A brief insight into DHCP
DHCP stands for Dynamic Host Configuration Protocol. I will be very straightforward and precise in explaining you. The moment you connect yourselves to the internet, the DHCP server automatically assigns the IP address to your computer, default gateway, subnet mask, the DNS server and other IP configuration parameters. Actually, these parameters are managed by the DHCP servers. DHCP servers manage the pool of IP addresses too, such that the next moment when client disconnects from the internet, the previously assigned IP address gets added back to the pool. I hope you more or less got the basic idea.
How DNS Changer works?
DNS Changer is a deadly trojan, also referred to be the variants of the Zlob Family. Basically, they try penetrating into a network running DHCP servers for dynamic configuration and getting access to the gateway/router. They bruteforce the device login with common username and passwords, and once successful, enter the configuration setting of the devices and change the ISP’s genuine DNS servers to fraudulent ones, which are operated remotely by the criminals.
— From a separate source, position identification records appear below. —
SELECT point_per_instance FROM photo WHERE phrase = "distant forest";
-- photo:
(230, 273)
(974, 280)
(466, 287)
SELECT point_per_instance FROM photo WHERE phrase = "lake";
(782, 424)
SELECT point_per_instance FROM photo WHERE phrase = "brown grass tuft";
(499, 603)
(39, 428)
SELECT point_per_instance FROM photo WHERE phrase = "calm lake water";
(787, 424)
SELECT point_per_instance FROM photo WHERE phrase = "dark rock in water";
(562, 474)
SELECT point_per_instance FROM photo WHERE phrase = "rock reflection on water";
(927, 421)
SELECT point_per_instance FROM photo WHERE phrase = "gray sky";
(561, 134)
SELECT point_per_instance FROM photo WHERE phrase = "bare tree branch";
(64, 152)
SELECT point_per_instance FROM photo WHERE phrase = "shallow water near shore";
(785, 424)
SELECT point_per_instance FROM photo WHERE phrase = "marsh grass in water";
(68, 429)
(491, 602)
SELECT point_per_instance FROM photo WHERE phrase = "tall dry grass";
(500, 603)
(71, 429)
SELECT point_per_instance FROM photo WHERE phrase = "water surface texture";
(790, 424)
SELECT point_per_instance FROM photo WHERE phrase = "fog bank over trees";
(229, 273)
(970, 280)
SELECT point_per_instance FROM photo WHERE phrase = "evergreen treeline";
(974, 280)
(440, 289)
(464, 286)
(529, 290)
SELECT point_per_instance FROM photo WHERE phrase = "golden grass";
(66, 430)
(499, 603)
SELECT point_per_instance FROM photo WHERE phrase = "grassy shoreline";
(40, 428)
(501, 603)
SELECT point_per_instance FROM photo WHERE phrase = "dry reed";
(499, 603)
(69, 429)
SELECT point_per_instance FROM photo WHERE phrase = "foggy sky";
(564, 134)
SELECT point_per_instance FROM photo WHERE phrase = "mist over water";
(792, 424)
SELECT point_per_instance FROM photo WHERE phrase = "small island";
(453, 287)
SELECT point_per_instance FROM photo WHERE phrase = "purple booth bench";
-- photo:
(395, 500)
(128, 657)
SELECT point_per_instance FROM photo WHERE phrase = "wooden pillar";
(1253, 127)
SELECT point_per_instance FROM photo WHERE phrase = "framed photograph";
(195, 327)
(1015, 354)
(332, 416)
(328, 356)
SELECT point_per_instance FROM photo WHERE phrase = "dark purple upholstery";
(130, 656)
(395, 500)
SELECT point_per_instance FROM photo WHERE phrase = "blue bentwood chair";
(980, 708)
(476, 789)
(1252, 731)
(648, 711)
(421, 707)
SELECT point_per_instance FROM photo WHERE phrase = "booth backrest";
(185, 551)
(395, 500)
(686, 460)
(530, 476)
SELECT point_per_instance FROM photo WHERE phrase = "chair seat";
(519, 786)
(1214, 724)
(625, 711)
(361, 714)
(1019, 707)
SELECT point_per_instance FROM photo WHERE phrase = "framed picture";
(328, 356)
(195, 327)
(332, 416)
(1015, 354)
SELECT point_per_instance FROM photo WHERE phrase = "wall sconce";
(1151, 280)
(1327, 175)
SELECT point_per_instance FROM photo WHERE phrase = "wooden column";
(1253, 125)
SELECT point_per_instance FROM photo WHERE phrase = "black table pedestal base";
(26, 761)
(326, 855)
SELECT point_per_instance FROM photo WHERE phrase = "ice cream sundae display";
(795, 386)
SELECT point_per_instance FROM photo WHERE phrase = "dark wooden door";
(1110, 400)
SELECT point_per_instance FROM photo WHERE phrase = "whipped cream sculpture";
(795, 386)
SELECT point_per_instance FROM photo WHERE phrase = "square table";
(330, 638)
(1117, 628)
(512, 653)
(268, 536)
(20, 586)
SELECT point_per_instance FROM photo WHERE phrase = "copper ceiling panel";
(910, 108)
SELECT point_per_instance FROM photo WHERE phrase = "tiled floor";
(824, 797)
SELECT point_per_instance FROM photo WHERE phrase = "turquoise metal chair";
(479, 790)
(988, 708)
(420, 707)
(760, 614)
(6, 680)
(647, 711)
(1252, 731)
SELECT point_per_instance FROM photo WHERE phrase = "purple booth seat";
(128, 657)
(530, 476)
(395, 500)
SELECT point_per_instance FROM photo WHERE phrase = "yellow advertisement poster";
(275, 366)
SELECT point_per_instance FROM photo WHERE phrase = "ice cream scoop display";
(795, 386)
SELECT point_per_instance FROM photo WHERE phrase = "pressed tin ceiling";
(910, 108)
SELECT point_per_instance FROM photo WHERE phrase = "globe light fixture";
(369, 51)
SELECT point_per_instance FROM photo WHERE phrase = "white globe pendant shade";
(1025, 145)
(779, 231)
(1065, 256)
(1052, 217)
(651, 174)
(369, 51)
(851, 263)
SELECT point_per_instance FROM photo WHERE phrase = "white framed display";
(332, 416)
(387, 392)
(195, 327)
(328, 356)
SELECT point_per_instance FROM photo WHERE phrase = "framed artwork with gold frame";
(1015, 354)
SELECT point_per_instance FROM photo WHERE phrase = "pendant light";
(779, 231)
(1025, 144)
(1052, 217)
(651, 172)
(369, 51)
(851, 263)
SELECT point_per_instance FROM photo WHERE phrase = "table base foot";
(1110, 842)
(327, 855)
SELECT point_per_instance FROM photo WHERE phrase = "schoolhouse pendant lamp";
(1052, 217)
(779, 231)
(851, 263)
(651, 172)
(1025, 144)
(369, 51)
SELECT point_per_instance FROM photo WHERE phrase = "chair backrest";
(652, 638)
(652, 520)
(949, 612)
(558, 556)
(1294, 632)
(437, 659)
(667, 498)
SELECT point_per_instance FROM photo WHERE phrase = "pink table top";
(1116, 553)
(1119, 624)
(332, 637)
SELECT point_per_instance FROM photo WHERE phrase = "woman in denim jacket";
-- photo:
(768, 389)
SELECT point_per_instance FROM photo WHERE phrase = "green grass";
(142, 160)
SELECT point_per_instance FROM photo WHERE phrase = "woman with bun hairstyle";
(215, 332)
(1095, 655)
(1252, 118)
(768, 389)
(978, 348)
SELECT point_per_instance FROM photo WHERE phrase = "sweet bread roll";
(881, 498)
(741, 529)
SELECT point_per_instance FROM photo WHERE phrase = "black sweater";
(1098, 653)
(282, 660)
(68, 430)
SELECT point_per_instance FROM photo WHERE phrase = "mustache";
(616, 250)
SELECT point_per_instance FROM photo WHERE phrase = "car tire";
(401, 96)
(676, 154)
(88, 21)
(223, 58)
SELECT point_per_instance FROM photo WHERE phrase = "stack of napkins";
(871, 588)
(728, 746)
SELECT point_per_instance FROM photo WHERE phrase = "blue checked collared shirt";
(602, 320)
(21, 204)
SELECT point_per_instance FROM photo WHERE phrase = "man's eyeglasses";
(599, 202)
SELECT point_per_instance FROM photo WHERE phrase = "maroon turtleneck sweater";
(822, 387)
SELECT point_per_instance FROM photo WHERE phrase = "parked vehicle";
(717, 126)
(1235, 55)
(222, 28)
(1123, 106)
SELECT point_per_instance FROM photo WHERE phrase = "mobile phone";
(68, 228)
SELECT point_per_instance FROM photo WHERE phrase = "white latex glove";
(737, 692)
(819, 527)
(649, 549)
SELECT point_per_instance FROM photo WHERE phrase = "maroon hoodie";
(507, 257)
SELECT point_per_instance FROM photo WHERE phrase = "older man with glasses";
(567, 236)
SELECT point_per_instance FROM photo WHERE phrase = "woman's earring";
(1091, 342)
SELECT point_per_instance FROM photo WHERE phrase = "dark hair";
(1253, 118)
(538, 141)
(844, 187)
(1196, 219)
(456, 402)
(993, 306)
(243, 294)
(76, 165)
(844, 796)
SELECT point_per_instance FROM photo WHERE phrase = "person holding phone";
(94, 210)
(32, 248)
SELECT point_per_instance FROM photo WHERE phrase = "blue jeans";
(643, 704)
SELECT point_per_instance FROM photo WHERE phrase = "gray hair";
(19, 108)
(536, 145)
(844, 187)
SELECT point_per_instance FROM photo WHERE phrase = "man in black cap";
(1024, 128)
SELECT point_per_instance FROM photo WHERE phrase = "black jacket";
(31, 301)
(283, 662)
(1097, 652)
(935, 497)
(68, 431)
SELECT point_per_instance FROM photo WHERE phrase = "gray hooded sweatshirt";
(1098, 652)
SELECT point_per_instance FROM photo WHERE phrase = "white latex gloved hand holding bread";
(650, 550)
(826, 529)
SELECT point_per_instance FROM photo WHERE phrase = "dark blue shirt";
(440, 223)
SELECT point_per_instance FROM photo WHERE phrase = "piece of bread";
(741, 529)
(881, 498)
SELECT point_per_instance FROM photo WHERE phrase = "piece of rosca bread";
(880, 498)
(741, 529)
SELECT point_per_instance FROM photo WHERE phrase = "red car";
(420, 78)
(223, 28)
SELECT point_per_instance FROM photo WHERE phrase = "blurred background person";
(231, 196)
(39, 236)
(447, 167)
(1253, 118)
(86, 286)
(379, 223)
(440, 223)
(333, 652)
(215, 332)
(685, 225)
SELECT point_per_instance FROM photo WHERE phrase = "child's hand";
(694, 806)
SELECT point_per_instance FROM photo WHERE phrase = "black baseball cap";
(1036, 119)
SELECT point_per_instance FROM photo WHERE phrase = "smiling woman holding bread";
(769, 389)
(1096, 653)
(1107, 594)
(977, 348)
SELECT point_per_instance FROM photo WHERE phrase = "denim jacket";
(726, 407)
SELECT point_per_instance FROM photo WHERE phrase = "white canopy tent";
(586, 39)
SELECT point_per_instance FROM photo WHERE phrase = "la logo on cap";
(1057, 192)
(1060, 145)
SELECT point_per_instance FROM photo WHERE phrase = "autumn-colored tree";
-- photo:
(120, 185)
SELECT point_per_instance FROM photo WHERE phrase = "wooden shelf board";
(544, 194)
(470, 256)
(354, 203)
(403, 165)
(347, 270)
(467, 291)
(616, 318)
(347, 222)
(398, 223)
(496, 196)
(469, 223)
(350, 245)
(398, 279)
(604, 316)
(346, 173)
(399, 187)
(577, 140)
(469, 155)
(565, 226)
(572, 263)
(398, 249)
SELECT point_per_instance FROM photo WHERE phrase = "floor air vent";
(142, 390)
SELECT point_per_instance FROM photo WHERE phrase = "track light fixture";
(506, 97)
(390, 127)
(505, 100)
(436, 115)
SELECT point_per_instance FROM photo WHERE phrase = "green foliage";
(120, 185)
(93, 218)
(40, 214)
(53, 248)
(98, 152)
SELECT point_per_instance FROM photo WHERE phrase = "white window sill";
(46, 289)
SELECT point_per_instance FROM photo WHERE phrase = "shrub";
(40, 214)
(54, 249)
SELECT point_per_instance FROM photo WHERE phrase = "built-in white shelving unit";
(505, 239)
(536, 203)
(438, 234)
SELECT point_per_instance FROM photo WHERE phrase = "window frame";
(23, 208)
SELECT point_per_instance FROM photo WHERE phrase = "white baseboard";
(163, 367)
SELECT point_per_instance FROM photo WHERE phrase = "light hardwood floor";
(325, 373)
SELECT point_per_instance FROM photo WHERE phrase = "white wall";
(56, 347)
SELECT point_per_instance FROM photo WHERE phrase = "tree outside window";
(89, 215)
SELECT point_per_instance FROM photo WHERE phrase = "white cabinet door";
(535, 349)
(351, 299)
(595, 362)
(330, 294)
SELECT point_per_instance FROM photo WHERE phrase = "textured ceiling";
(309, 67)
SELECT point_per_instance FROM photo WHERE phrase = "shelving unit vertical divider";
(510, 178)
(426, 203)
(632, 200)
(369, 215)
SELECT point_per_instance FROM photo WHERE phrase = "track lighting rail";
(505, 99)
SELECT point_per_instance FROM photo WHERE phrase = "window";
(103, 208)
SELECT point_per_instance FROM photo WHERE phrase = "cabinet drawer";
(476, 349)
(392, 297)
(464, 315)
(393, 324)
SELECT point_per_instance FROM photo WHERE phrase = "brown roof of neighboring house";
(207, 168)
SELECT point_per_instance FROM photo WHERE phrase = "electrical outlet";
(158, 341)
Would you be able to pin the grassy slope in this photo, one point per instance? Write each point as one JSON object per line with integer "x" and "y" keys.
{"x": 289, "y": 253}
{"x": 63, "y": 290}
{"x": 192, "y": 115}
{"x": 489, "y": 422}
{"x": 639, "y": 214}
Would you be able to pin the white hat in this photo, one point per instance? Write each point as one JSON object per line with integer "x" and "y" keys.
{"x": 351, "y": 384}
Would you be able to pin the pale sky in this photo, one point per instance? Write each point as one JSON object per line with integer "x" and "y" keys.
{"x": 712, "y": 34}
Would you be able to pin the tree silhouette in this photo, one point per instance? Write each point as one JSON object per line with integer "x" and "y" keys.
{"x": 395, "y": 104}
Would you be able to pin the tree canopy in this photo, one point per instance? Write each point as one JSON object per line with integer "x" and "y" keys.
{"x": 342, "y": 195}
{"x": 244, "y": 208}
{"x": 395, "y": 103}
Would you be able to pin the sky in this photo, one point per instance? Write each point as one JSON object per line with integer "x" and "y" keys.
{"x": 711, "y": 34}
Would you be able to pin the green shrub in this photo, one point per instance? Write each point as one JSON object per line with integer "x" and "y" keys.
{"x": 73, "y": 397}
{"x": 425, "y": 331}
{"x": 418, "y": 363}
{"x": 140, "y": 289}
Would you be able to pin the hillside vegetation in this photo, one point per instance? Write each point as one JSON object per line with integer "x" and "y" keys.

Once these device settings get screwed, the impact can be seen in all the terminals/computers attached to it, though they haven’t been actually infected by the trojan. The malicious/rogue DNS servers redirect the genuine URLs to open fraudulent and malicious websites.
FBI are said to have uncovered the network of those malicious DNS servers operating behind the scenes, but they have been stopped from disabling them, since there still are the victims who rely on these malicious DNS servers for the DNS services. FBI has temporarily arranged the clean DNS servers for these infected victims providing them with the time space to get themselves out this infection and get it fixed, instead of explicitly shutting down the rogue DNS servers immediately. These clean DNS servers are most commonly referred as the Ghost Click servers.